The user would then write a program in Java or Scala to work with the connector, and the connector would then make the data available as data frames.

The drawbacks of the above examples results in increased MIPS cost and low overall efficiency.

There is a significantly increased MIPS cost due to the processing that occurs on the mainframe server. The average cost per MIPS is $5K, so as production increases, this is an untenable economic scenario.

There is an increase of storage and maintenance expense for this method of data integration, due to the intermediate mainframe disk storage that would continually increase in production.
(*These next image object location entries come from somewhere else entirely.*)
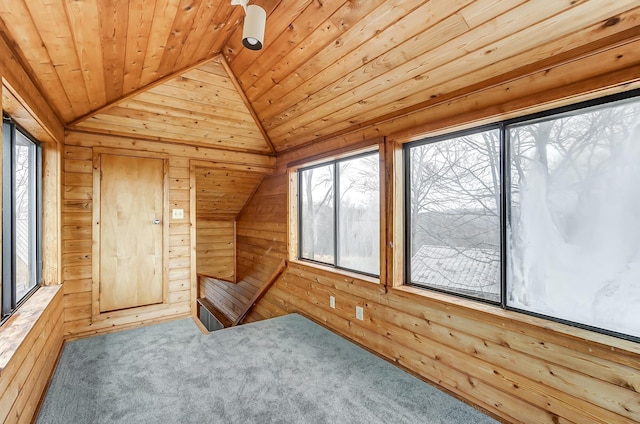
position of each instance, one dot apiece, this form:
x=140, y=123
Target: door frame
x=96, y=315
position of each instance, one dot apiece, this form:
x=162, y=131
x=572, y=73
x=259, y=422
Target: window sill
x=339, y=271
x=496, y=314
x=17, y=328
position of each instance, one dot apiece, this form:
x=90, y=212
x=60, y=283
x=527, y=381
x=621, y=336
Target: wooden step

There is an expense and agility issue due to the labor required to code and maintain the custom programs required to dump the data.

There is, however, a less expensive way to integrate your mainframe data into Spark.

Instead of all of this, vStorm Connect streams and converts mainframe data and writes it to HDFS without MIPS for data conversion, staging, or additional programming.

It also provides enterprise-grade failover, security and load balancing while integrating with mainframe schedulers and security tools to manage data movement.

Spark takes in the mainframe data that is written into HDFS by vStorm Connect and consumes the data as data frames. This simple integration provides an end-to-end solution for enterprises to quickly and easily access their mainframe data in a cost-effective way using Apache Spark.